Meanwhile, developers who focused on fundamentals (algorithms, system design, data structures) adapted easily to any new technology - whether it was blockchain, cloud computing, or now AI.
💡 Key Takeaway: Learn skills that transfer across technologies, not just one trending tool.
Prerequisites for This Series
✅ What You Need to Know
Before starting, make sure you have:
Programming:
- ✅ Basic Python (loops, functions, classes)
- ✅ Understand lists, dictionaries, and basic data structures
- ✅ Can read and write simple code
Mathematics:
- ✅ High school algebra (equations, variables)
- ✅ Basic understanding of graphs and functions
- ✅ Comfortable with numbers and calculations
Tools:
- ✅ Python installed on your computer (or use Google Colab)
- ✅ Jupyter notebook or any code editor (VS Code recommended)

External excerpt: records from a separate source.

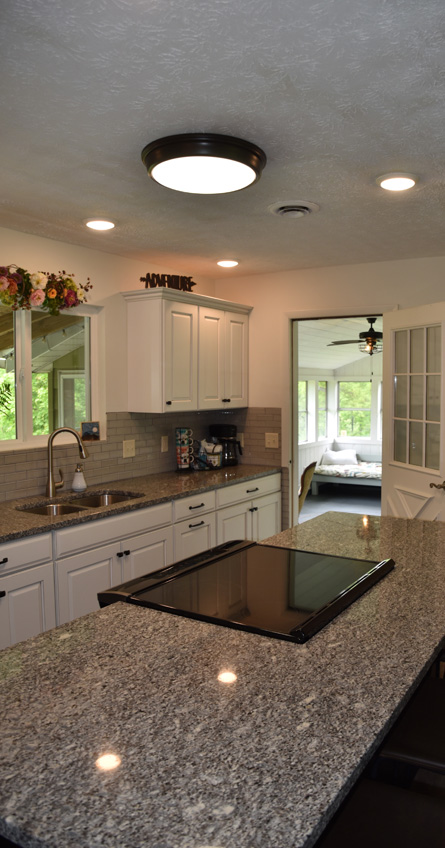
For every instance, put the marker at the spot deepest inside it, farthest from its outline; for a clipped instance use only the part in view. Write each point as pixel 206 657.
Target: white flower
pixel 39 280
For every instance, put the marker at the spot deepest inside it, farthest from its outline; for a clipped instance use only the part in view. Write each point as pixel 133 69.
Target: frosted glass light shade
pixel 203 163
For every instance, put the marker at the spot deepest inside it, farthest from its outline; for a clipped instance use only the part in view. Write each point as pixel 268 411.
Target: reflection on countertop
pixel 263 761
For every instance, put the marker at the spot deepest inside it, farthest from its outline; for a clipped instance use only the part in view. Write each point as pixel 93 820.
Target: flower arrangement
pixel 20 289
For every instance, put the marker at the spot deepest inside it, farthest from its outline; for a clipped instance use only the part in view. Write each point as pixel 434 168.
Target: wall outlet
pixel 128 448
pixel 271 440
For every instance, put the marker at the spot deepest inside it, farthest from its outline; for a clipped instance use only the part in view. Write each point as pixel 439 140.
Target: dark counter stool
pixel 418 737
pixel 376 815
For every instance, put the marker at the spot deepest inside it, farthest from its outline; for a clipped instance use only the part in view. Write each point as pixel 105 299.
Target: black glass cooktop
pixel 284 593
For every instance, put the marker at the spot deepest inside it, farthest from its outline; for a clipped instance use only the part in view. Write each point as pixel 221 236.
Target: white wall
pixel 318 292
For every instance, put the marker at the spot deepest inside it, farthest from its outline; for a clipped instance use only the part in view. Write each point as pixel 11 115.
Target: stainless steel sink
pixel 52 509
pixel 106 498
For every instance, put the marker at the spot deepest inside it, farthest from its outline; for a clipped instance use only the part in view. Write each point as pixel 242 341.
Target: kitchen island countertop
pixel 260 763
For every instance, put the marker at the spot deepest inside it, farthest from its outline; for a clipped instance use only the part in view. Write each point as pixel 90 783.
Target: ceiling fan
pixel 369 341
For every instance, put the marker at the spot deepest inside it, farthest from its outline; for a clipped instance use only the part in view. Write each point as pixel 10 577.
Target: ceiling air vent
pixel 296 209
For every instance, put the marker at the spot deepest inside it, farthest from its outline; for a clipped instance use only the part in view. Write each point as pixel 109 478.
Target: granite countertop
pixel 260 763
pixel 151 489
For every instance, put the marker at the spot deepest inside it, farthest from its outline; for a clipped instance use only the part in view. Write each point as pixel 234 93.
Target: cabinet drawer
pixel 23 552
pixel 72 539
pixel 193 505
pixel 248 490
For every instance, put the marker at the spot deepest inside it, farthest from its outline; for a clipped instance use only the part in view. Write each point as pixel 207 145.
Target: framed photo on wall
pixel 90 431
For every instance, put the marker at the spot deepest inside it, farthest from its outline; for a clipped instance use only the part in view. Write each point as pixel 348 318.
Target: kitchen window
pixel 45 373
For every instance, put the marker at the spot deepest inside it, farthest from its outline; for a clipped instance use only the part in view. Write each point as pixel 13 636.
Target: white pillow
pixel 348 457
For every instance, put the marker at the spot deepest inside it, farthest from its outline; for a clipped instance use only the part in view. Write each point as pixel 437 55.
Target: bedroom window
pixel 354 409
pixel 322 409
pixel 302 411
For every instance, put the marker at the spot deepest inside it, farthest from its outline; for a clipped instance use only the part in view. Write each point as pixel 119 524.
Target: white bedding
pixel 367 470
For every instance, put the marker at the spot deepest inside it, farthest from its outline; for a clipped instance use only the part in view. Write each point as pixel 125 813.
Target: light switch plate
pixel 128 448
pixel 271 440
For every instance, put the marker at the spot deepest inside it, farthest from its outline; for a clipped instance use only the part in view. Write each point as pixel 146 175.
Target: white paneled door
pixel 413 481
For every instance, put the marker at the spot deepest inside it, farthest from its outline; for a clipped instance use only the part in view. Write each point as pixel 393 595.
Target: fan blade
pixel 349 341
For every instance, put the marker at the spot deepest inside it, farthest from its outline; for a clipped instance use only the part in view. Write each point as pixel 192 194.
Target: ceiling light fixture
pixel 203 163
pixel 396 182
pixel 100 225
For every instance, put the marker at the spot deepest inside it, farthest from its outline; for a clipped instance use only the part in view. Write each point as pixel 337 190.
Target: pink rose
pixel 37 297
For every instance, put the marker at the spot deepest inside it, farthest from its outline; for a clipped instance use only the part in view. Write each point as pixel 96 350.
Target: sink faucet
pixel 51 485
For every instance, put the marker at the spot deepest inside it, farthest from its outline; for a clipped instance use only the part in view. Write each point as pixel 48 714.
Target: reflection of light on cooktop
pixel 107 762
pixel 227 677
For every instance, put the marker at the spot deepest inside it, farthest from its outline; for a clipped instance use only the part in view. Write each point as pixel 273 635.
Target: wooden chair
pixel 305 482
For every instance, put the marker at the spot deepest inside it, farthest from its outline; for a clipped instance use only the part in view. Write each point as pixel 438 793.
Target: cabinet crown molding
pixel 186 297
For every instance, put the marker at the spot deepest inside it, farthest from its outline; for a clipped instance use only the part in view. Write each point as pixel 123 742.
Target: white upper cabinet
pixel 222 359
pixel 185 351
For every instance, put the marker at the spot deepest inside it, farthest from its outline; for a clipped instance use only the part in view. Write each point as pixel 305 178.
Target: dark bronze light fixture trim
pixel 193 149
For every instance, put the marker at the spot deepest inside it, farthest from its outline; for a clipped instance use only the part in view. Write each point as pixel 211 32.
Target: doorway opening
pixel 337 416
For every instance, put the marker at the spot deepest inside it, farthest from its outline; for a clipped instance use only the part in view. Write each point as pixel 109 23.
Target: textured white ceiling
pixel 336 92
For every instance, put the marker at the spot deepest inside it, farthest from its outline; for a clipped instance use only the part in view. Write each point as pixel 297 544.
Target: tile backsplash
pixel 23 473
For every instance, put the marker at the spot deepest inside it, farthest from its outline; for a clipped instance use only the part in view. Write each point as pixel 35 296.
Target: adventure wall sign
pixel 167 281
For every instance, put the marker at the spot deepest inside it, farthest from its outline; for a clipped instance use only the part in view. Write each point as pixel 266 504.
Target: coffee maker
pixel 225 435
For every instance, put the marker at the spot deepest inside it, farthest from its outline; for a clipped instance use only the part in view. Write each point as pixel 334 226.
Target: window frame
pixel 25 439
pixel 369 409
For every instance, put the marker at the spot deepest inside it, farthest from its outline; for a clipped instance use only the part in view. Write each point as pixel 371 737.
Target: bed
pixel 348 468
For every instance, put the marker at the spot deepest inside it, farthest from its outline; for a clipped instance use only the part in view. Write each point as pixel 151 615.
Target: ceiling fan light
pixel 396 182
pixel 203 163
pixel 100 225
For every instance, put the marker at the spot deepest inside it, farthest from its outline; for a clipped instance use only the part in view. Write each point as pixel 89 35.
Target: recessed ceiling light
pixel 203 163
pixel 396 182
pixel 100 225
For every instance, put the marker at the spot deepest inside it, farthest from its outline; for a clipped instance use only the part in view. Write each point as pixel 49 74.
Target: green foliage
pixel 7 407
pixel 354 401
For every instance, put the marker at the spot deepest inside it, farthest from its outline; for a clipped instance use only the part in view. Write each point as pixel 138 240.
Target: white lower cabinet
pixel 54 578
pixel 255 520
pixel 27 605
pixel 194 536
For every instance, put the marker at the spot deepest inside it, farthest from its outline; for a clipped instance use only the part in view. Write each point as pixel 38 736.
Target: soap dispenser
pixel 79 484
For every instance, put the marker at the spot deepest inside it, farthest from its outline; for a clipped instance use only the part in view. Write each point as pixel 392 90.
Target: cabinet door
pixel 147 552
pixel 28 606
pixel 266 517
pixel 234 523
pixel 236 360
pixel 211 358
pixel 194 536
pixel 180 356
pixel 79 579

- ✅ Know how to install packages with
pip
❌ What You DON’T Need
We will teach everything from scratch:
- ❌ No machine learning experience required
- ❌ No deep learning background needed
- ❌ No neural network knowledge assumed
- ❌ No prior AI/ML courses necessary
🛠️ Setting Up Your Environment
Option 1: Local Setup (Recommended)
# Install Python 3.8+ from python.org
# Then install these packages:
pip install torch numpy matplotlib jupyter
Option 2: Google Colab (Free & Easy)
- Go to colab.research.google.com
- No installation needed!
- Free GPU access for training
If you’re not comfortable with Python yet, spend 1-2 weeks on Python basics first!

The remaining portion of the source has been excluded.